Leetcode Note: H-Index

Leetcode Note: H-Index

I. Description

Given an array of citations (each citation is a non-negative integer) of a researcher, write a function to compute the researcher's h-index.

According to the definition of h-index on Wikipedia: "A scientist has index h if h of his/her N papers have at least h citations each, and the other N? H papers have no more than h citations each ."

For example, givencitations = [3, 0, 6, 1, 5], Which means the researcher has 5 papers in total and each of them had stored ed3, 0, 6, 1, 5Citations respectively.
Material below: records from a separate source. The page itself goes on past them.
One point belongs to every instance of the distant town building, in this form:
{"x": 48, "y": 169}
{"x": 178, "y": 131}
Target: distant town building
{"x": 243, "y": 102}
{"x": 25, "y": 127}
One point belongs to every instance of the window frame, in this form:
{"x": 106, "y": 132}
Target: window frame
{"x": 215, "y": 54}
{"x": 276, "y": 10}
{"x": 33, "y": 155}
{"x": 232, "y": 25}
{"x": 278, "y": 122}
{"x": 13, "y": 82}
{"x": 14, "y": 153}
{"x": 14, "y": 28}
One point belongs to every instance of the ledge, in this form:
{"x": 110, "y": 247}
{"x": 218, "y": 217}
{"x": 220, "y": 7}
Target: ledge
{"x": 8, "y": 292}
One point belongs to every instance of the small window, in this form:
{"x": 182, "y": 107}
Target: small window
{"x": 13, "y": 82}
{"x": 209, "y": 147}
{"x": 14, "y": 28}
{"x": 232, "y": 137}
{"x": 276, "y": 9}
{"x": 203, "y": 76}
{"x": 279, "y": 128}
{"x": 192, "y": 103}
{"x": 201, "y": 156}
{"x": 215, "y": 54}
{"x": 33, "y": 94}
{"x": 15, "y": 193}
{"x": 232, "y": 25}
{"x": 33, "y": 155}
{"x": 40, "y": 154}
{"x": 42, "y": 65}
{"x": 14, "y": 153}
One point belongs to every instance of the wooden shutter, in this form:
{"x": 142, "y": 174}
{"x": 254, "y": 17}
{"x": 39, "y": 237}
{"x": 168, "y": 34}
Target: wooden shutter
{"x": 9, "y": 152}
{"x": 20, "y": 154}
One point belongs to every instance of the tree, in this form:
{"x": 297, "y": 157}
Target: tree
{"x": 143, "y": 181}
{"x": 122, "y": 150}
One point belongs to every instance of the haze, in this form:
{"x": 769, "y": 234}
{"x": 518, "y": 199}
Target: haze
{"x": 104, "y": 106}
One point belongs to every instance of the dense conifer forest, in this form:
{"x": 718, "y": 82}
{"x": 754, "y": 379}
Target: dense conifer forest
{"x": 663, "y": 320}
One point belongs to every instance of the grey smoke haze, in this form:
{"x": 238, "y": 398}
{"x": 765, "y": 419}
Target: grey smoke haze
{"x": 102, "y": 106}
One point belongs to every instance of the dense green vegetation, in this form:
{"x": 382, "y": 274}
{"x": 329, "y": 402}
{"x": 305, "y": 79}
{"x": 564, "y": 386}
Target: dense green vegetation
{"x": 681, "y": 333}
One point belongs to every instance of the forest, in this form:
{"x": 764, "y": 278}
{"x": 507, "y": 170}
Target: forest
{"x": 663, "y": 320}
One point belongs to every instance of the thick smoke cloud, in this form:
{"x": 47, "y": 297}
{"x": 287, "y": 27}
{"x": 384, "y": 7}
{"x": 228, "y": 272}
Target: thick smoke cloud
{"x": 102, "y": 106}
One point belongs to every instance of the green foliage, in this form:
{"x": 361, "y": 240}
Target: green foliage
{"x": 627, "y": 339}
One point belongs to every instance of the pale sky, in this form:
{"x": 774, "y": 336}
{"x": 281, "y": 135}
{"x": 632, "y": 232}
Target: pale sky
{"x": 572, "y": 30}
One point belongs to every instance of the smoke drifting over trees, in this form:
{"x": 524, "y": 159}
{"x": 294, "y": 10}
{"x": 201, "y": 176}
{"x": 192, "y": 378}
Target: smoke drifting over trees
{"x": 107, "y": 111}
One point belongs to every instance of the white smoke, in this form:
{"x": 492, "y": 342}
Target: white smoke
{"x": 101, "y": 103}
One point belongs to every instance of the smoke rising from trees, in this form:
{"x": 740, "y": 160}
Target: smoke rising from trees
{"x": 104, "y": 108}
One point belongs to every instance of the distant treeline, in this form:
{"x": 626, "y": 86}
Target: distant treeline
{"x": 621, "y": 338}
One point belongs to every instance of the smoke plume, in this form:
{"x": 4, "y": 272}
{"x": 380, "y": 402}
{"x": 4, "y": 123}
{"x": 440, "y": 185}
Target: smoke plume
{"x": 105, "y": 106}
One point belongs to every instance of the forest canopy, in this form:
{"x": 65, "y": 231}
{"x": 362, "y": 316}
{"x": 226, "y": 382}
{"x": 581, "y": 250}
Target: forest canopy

Since the researcher has 3 papers with at least 3 citations each and the remaining two with no more than 3 citations each, his h-index is 3.

Note: If there are several possible values for h, the maximum one is taken as the h-index.

Ii. Question Analysis

First, you need to understand the general idea of the question:

Given an array that records the number of times a researcher references a document (each document references a non-negative integer), write a function to calculate the h index of the investigator.

According to Wikipedia's definition of the h index: "A scientist's h index is published inNIn this paperhThe papers are referenced at leasthTimes, OtherN-hNo morehTimes ".

For example, given an arraycitations = [3, 0, 6, 1, 5], Which means that the researchers have a total5Each article has obtained3, 0, 6, 1, 5. Since researchers have3The papers have at least obtained3The number of references in the other two articles does not exceed3Times, so its h index is3.

NOTE: If there are multiple possiblehValue, take the maximum valuehIndex.

You can learn morehThe definition of the value, which is in the lower left corner of the ball.SquareMaximum:

In the following explanation, assume that the size of the given array isN, That is, the totalNArticle.

There are two common practices, which are also mentioned in the topic tips. The first thing we think of is to sort the array and traverse from the back to find out the h value. The complexity of this method is:O(n*logn).

During the interview, if secondary memory is allowed, you can use the second method, that is, opening up a new arrayrecordFor record0~NThe number of times each times has several articles.NAccordingNCount) traverse the array. After counting, traverse the array once.RecZ records? Http://www.bkjia.com/kf/ware/vc/ "target =" _ blank "class =" keylink "> vcmQ8L2NvZGU + o6y8tL/Jy + weight + yP0uIMq + wP20 + sLrPC9zdHJvbmc + Weight =" brush: java; ">// Sort + traverse class Solution {public: int hIndex (vector & Citations) {sort (citations. begin (), citations. end (), [] (const int & a, const int & B) {return a> B ;}); int I = 0; for (; I <citations. size (); ++ I) if (citations [I] <= I) break; return I ;}};

// Method 2 class Solution {public: int hIndex (vector  & Citations) {int citationSize = citations. size (); if (citationSize <1) return 0; vector  Record (citationSize + 1, 0); for (int I = 0; I <citationSize; ++ I) {if (citations [I] <= citationSize) ++ record [citations [I]; else ++ record [citationSize];} for (int j = citationSize, paperNum = 0; j> = 0; -- j) {paperNum + = record [j]; if (paperNum> = j) return j;} return 0 ;}};  

Iv. Summary

The method used depends on the actual conditions.